Few of us enjoy thinking about pricing. We feel that we deliver a stellar result at a fair price. Can’t we just talk about value?
We’ve honed a delivery approach and an engagement model that we think is unique and effective. Our clients agree and have helped us continue to refine it. But we remain vulnerable to lower prices offered by our competitors. To remain compelling, we need to do two, important things.
We must improve the way we describe our services to make the real value apparent. There are advantages to how we do things that make us competitive. During the selling process and within the first month-or-so of an engagement it is important for us to clearly communicate that.
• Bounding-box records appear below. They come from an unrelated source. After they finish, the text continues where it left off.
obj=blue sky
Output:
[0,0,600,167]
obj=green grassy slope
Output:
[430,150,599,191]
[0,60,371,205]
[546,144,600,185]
We started working on improvements there at the end of the summer. There is a big challenge when crafting such a message – it can sound like it is all about us. We need to make it all about our clients. We are working on that.
- We must find a way to remove costs from the middle of our delivery chain, thus allowing us to improve our pricing, passing those cost savings on to our clients. Using international resources does give us access to less expensive labor but it comes with a lot of middle costs. We’ve begun looking at ways to cut some of muck-in-the-middle, with some early successes that we’ll build on.
I expect 2020 to be an exciting year for us and for our clients. I look forward to tackling these challenges and continuing to provide high-quality solutions at very competitive prices.